Bagnardi, V, Zatonski, W, Scotti, L, La Vecchia, C, Corrao, G
Journal of epidemiology and community health. 2008;(7):615-9
Abstract
OBJECTIVE To evaluate the strength of the evidence provided by epidemiological literature investigating drinking pattern as effect modifier of alcohol intake on the risk of coronary heart disease (CHD). DESIGN Meta-analysis of observational studies. DATA SOURCES Medline, citation tracking, from 1966 to 2006. REVIEW METHODS Original studies investigating the amount of alcohol intake, combined with the frequency of alcohol consumption and/or pattern of alcohol drinking affecting the risk of CHD were extracted. Among them, cohort and case-control studies reporting sufficient data to perform statistical analyses and using people who abstained from alcohol as the reference were included. RESULTS Six (4 cohort and 2 case-control) out of 118 studies reviewed met the inclusion criteria. Compared with those who abstained from alcohol, regular heavy drinkers and heavy irregular or binge drinkers showed significantly different pooled relative risks of 0.75 (95% confidence interval 0.64 to 0.89) and 1.10 (1.03 to 1.17) respectively.
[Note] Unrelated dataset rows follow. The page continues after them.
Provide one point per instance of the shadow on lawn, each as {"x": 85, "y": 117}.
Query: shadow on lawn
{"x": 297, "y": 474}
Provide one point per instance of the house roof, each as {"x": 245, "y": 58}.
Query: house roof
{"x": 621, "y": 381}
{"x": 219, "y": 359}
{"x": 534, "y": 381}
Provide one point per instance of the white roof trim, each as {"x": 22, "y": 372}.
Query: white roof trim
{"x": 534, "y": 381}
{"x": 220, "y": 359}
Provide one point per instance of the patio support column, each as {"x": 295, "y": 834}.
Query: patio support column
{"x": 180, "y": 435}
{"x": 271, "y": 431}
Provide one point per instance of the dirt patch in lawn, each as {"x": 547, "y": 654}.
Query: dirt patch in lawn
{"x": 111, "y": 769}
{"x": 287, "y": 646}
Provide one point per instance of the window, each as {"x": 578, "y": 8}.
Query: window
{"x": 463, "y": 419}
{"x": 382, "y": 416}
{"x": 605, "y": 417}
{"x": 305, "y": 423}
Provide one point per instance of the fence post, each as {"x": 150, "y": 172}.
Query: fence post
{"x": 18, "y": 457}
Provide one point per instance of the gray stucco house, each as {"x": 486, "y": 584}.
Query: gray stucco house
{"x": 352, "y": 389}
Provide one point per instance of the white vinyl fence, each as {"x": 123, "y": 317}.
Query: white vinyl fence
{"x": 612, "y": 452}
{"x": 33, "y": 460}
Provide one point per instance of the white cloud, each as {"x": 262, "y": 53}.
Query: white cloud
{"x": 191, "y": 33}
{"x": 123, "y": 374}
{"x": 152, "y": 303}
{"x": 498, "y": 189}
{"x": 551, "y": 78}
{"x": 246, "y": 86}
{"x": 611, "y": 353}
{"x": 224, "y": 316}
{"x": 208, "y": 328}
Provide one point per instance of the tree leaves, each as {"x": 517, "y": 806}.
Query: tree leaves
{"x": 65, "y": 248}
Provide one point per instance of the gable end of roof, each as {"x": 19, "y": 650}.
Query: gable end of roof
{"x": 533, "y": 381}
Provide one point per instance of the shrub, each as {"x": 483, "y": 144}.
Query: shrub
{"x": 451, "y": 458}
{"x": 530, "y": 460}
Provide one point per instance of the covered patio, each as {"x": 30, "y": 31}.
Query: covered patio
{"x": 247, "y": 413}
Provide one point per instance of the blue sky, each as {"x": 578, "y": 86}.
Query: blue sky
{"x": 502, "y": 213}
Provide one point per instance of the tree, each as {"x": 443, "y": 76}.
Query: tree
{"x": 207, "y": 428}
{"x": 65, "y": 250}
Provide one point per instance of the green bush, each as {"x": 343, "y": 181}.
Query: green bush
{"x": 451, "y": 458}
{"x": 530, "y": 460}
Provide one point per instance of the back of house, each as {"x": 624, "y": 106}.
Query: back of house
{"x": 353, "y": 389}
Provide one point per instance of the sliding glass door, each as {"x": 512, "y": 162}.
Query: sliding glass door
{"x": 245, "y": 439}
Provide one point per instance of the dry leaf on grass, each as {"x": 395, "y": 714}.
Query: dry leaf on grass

The dose-response relation between the amount of alcohol intake and CHD risk was significantly different in regular and irregular drinkers. A J-shaped curve, with nadir around 28 grams of alcohol per week, and last protective dose of 131 grams per week, was obtained including drinkers who consumed alcohol for 2 days a week or less. Conversely, in people who consumed alcohol for more than 2 days a week a significant protective effect was seen even when drinking high amounts of alcohol. CONCLUSION This meta-analysis suggests that binge and heavy irregular drinking modify the favourable effect of alcohol intake on the CHD risk. However, this conclusion should be taken with caution because of the small number of studies considered.